Шли они медленно, ни с кем не заговаривая. И ничего не покупая.

Но вот они подошли к лавке Альберта-стеклодува, и кучер уже было прошел мимо.

Знатный же господин остановился и окликнул кучера. И тростью, которую держал в руке, начал указывать на одно изделие Альберта за другим. Потом он покивал, делая знаки — краткие приказания кучеру, который тут же вошел в лавку и спросил, можно ли купить то, что приглянулось его господину.

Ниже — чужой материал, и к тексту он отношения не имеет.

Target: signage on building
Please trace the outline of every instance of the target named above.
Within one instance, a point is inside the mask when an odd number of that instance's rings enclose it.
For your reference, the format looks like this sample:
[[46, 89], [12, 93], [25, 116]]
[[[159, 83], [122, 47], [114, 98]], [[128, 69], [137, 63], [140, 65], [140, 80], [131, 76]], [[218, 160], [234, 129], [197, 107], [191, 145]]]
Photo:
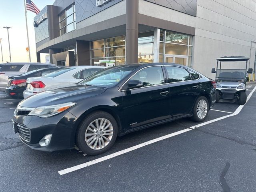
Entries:
[[34, 26], [37, 27], [39, 24], [42, 23], [44, 20], [46, 19], [47, 17], [47, 13], [45, 12], [40, 16], [34, 22]]
[[96, 6], [101, 7], [102, 5], [108, 3], [112, 0], [96, 0]]

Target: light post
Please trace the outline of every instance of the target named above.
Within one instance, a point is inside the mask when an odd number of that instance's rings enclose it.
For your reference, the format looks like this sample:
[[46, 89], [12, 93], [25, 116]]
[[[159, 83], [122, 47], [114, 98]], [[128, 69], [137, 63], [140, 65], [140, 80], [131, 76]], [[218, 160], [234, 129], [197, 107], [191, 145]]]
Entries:
[[10, 39], [9, 38], [9, 29], [11, 28], [10, 27], [3, 27], [3, 28], [7, 29], [7, 34], [8, 34], [8, 42], [9, 43], [9, 52], [10, 52], [10, 61], [12, 62], [12, 57], [11, 57], [11, 48], [10, 47]]
[[1, 45], [1, 53], [2, 53], [2, 61], [4, 63], [4, 59], [3, 58], [3, 50], [2, 49], [2, 40], [4, 39], [0, 38], [0, 44]]

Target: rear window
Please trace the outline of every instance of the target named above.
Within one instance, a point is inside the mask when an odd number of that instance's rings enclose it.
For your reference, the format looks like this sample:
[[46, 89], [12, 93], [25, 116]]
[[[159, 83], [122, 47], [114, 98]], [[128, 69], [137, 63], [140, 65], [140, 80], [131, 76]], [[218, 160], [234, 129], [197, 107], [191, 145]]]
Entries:
[[2, 71], [4, 72], [17, 72], [19, 71], [24, 65], [17, 65], [12, 64], [6, 64], [2, 67]]
[[61, 75], [64, 73], [66, 73], [66, 72], [68, 72], [68, 71], [70, 71], [74, 69], [75, 69], [74, 68], [69, 67], [67, 68], [64, 68], [63, 69], [60, 69], [59, 70], [57, 70], [57, 71], [54, 71], [52, 73], [49, 73], [49, 74], [47, 74], [47, 75], [45, 75], [44, 76], [55, 77], [57, 76], [58, 76], [60, 75]]

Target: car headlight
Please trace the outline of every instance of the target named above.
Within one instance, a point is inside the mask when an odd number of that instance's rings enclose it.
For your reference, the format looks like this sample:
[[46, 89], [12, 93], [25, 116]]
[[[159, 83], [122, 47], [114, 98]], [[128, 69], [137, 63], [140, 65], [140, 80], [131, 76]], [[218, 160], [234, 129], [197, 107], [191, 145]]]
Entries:
[[243, 85], [242, 86], [239, 86], [239, 87], [237, 87], [236, 88], [238, 89], [243, 89], [244, 88], [244, 86]]
[[28, 115], [35, 115], [46, 118], [61, 113], [75, 104], [75, 103], [69, 102], [58, 105], [38, 107], [32, 110]]

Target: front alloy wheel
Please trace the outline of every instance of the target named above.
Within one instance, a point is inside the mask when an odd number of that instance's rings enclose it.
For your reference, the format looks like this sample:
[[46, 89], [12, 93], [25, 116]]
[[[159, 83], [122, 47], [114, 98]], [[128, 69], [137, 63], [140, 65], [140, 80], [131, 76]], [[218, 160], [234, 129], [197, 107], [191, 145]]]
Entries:
[[104, 111], [89, 114], [77, 128], [76, 143], [84, 153], [96, 155], [108, 150], [117, 136], [118, 124], [115, 118]]
[[94, 150], [107, 146], [113, 137], [113, 125], [104, 118], [97, 119], [87, 127], [85, 132], [85, 142], [87, 146]]
[[199, 97], [195, 103], [192, 120], [197, 122], [203, 121], [208, 115], [209, 109], [208, 100], [204, 96]]

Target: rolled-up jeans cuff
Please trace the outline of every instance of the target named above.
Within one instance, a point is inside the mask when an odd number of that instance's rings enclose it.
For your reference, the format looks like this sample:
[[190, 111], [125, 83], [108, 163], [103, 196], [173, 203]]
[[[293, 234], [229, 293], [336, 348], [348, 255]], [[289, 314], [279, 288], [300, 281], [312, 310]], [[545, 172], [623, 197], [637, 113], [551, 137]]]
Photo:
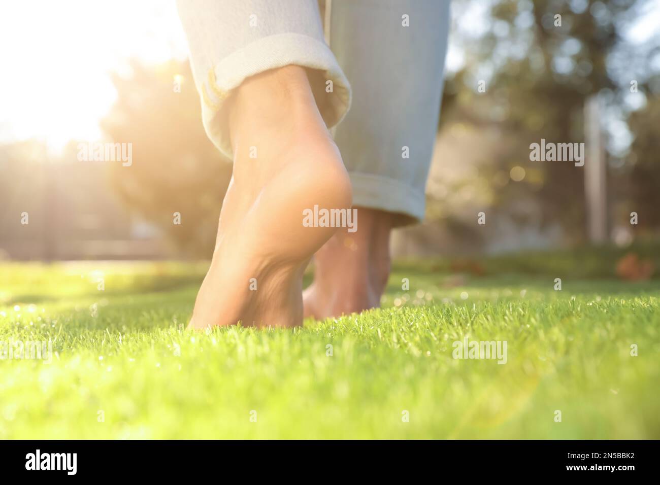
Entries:
[[263, 37], [232, 52], [209, 71], [198, 86], [202, 97], [202, 119], [209, 137], [231, 160], [226, 119], [226, 100], [232, 90], [250, 76], [294, 64], [323, 71], [332, 81], [332, 90], [321, 115], [328, 128], [339, 123], [350, 107], [350, 85], [330, 48], [323, 41], [302, 34]]
[[424, 219], [426, 196], [423, 187], [371, 174], [349, 172], [348, 176], [353, 188], [354, 207], [368, 207], [408, 216], [401, 218], [397, 225], [412, 224]]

Меж тем знатный гость, также войдя в лавку, не спускал глаз с Класа и Клары. Человек этот был совсем молод, но высокомерен. Лицо его, казалось, не знало радости. Он задумчиво смотрел на детей, однако так и не улыбнулся.

Кучер расплатился большими блестящими монетами, целой пригоршней монет, но когда Альберт захотел дать сдачу, хозяин отмахнулся. Вот так, сам того не зная, богач совершил благодеяние. Но с Альбертом он и словом не перемолвился.

Альберта это ничуть не задело! Теперь они спасены! За несколько минут они продали стекла больше, чем когда-либо мечтали.

Они глянули друг на друга, и Альберта охватила вдруг жажда действия. Теперь они будут развлекаться! На сегодня хватит, они закроют лавку и отправятся на постоялый двор. Там снимут комнату, уложат детей спать, а позднее сами пойдут на ярмарку и тоже немного повеселятся. Уж раз в жизни могут они позволить себе такую роскошь! Не слишком часто это бывало…

Альберт так считает?! София чуточку поколебалась, но розы быстро вернулись на её щеки.

— Думаешь, мы получим место на постоялом дворе? — спросила она.

— Иди туда сейчас же и забери с собой детей, — сказал Альберт, — а я приведу здесь всё в порядок и приду следом за вами.

Уже смеркалось. В лавках зажигались фонари, а ярмарочные факелы запылали на месте празднества.

Они стояли среди людской толчеи на ярмарочной улице. Альберт и София. Теперь они были вольные птицы, и Альберт сказал:

— Ты получишь от меня подарок на память о ярмарке, София.

— О нет! — воскликнула, покраснев, София.

— Да, — сказал Альберт.

Но сначала надо было купить гостинцы детям, спавшим на постоялом дворе. И они накупили на ярмарке разных карамелек и деревянных башмачков, Класу и Кларе, и деревянную лошадку Класу, и маленькую тряпичную куколку Кларе. На куколке была блуза и юбка, сверху же — передник, а на головке — косыночка.

Но что купить Софии? Чего она желает? Она и сама толком не знала… Может, косынку с розами?

Нет, старая ещё годится. Что-нибудь такое, чего у неё раньше не было.

«Может, небольшой флакончик туалетной воды? Это, пожалуй, стоящее дело», — подумал Альберт.

— Ну вот ещё, такие глупости! — засмеялась София.

— Ну, тогда я и сам не знаю…

В какой-то лавчонке сидел маленький старичок и торговал украшениями. Торговать ему было особо нечем, да и лавчонка его стояла на отшибе. Альберт и София проходили мимо неё много раз не останавливаясь. Фонаря у старичка не было, а было уже так темно, что они о нём и думать не думали.